Bishop shares his blessings at Galena blessing

Bishop Carl A. Kemme pours sacred Chrism while consecrating the altar of St. Patrick Church in Galena Saturday, Dec. 9. The entire church was renovated. (Courtesy photo)

Bishop Carl A. Kemme’s homily at an altar dedication on Saturday, Dec. 9, in the newly renovated St. Patrick Church in Galena was one of thanksgiving.

He shared how blessed he feels for having ordained 40 priests and consecrated 15 altars in the 10 years since being named the shepherd of the Diocese of Wichita in an era when many bishops are forced to close small parishes for lack of priests.

“Yes, we have churches and parishes that are relatively small, but with the service of our wonderful priests and dedicated lay people such as yourselves, most of them are flourishing and if anything, far from going out of existence,” he said.

A grateful bishop

Bishop Kemme added that he was grateful for the parish’s incentive to renovate the church and install a new altar.

“Although your parish is the farthest from the See City of Wichita, you are nevertheless close to my heart and I cherish each opportunity the distance between us is crossed so that you will know your bishop cares for you deeply and hopes you have all the graces you need to grow spiritually and to live out your faith.”

That is the reason we have altars and churches, he said. “Because in God’s wisdom, the people need them – for they need a sacrifice to offer God each day, and the perfect sacrifice as we know is the Mass, the offering of the Body, Blood, Soul, and Divinity of Jesus Christ for our salvation and life.”

That happens daily at the altar and that’s why it is anointed with sacred chrism, the bishop said.

An altar has one use

“To set it apart for nothing but its purpose from now on, the offering of the Sacrifice of the Mass.
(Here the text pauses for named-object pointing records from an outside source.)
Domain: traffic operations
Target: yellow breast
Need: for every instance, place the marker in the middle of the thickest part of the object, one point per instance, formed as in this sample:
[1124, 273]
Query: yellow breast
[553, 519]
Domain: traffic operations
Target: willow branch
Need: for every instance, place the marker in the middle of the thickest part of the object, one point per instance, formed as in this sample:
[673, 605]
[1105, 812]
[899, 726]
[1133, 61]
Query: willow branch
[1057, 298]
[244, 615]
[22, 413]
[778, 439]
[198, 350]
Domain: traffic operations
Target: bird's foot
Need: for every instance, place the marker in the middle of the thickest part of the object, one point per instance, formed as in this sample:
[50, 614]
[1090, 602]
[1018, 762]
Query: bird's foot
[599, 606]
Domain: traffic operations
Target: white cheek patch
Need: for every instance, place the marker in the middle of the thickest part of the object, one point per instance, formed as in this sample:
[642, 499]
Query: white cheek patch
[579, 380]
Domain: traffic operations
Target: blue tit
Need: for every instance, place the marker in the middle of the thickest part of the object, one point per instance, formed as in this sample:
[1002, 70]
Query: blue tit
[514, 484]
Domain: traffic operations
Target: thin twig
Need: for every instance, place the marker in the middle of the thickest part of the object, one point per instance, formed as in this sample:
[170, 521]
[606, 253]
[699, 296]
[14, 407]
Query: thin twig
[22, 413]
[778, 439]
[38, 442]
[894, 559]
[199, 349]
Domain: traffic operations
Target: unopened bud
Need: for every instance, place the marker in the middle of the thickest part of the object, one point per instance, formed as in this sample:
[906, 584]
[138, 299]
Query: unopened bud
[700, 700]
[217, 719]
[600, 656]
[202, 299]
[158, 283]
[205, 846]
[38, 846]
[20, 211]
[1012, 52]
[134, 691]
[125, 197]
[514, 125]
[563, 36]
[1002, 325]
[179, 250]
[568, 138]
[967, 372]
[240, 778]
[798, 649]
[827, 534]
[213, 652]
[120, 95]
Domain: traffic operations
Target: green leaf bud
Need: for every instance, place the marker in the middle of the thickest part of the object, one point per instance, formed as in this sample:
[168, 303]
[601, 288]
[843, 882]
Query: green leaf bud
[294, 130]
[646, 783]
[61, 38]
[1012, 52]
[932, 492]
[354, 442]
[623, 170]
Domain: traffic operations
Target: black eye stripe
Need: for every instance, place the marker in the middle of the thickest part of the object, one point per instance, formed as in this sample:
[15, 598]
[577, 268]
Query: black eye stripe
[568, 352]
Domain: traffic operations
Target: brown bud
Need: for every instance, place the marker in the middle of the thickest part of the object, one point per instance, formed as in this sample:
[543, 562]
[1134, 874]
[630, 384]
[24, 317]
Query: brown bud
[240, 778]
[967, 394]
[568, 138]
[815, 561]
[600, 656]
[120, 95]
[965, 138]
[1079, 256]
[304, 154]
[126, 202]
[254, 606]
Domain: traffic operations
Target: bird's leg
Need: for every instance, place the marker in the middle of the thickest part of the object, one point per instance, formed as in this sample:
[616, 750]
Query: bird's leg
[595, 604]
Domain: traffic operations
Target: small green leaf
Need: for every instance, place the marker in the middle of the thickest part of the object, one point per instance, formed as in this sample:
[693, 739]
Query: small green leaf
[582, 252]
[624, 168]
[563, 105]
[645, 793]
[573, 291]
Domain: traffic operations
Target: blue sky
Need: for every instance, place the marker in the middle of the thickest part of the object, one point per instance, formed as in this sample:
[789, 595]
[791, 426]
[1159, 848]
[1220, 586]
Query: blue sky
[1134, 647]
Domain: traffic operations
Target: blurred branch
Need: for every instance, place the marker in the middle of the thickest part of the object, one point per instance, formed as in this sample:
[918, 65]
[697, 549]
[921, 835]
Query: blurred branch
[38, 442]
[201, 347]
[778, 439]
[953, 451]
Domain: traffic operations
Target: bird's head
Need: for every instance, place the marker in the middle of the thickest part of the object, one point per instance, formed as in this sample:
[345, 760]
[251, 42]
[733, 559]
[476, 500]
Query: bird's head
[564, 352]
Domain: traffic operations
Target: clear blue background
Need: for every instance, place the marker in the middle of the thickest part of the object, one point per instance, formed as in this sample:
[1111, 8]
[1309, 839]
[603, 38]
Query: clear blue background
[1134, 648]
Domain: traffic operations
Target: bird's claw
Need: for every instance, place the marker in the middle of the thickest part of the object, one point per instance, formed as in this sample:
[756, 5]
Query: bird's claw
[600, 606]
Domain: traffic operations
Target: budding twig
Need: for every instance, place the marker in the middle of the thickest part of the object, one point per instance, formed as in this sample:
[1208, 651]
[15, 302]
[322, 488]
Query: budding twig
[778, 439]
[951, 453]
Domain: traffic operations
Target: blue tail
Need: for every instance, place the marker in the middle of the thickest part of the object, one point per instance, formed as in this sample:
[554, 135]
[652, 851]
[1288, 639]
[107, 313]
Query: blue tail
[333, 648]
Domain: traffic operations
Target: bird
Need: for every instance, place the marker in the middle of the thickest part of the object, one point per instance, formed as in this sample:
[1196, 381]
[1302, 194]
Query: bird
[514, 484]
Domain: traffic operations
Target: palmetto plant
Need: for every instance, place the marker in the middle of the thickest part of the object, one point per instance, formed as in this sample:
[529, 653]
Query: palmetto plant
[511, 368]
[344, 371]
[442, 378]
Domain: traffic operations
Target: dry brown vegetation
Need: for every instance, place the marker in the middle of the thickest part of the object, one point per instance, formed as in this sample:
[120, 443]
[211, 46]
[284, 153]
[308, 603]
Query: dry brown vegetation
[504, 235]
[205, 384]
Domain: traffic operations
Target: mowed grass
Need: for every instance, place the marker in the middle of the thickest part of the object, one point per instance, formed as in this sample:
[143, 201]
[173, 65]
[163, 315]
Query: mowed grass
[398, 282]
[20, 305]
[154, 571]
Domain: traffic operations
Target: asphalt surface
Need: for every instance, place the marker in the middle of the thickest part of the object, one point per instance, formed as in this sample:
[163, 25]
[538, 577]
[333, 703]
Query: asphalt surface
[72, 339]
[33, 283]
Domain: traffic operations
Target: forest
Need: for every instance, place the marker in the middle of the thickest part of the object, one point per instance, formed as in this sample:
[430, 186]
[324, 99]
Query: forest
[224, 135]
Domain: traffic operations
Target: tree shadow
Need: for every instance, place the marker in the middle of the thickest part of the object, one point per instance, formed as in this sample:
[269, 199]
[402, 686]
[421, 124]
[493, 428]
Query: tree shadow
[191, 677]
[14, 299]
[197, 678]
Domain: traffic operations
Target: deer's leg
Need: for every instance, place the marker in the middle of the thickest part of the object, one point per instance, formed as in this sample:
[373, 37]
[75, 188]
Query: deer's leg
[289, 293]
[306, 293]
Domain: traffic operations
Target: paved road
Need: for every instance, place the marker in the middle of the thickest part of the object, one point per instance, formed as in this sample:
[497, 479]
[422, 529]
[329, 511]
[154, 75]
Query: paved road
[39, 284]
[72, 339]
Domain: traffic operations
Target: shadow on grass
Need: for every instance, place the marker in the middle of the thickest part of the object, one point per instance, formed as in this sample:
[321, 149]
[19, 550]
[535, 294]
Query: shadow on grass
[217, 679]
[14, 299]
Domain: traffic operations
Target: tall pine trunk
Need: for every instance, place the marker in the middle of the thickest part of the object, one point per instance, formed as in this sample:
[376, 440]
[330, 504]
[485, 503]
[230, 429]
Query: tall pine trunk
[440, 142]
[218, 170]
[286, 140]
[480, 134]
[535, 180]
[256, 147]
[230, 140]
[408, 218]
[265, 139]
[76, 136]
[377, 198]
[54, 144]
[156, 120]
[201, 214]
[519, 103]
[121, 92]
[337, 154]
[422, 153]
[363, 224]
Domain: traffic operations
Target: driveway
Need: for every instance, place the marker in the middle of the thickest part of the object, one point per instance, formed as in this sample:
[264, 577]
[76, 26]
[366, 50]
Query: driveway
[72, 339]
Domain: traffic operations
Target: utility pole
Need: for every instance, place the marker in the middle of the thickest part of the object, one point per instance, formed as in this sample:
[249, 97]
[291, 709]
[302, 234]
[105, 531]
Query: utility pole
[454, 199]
We would never use the altar for anything but that. We dare not use it for profane purposes, only for holy things, for on it – as we will do in just a few moments – will be placed the offering of bread and wine that through the act of consecration will be transubstantiated into the Body and Blood of Christ.”

The altar makes a church Catholic, Bishop Kemme said.

“No other church – even if they have tables or would-be altars – can make such a claim, for those are not consecrated, as I will do in a few moments, by anointing it with the sacred Chrism,” he said. “I hope you will smell the pleasant and sweet fragrance of the oil, for it is a sacred sign of the sweetness of the Risen Christ, whose very death and resurrection have transformed the whole world. It is the same oil used on the day of our baptism and confirmation, configuring us to Christ, and the same oil used for the ordination of the priest and bishop, consecrating them for sacred office and ministry, configuring them to Christ.”

God is love

All of this points to God’s love for us, the bishop said. “A love that feeds us, a love that helps us day by day, a love that transforms us, ever so gradually, into a holy priesthood, that offers the sacrifice that is acceptable to the Lord.”

He closed the homily by saying he joined the parishioners in giving thanks for the renovation. “I pray through these sacred signs and with the grace of the Holy Spirit, St. Patrick Parish in Galena, Kansas, will continue to be a sign in this part of God’s kingdom of his love for us and his desire to show us the way to heaven.”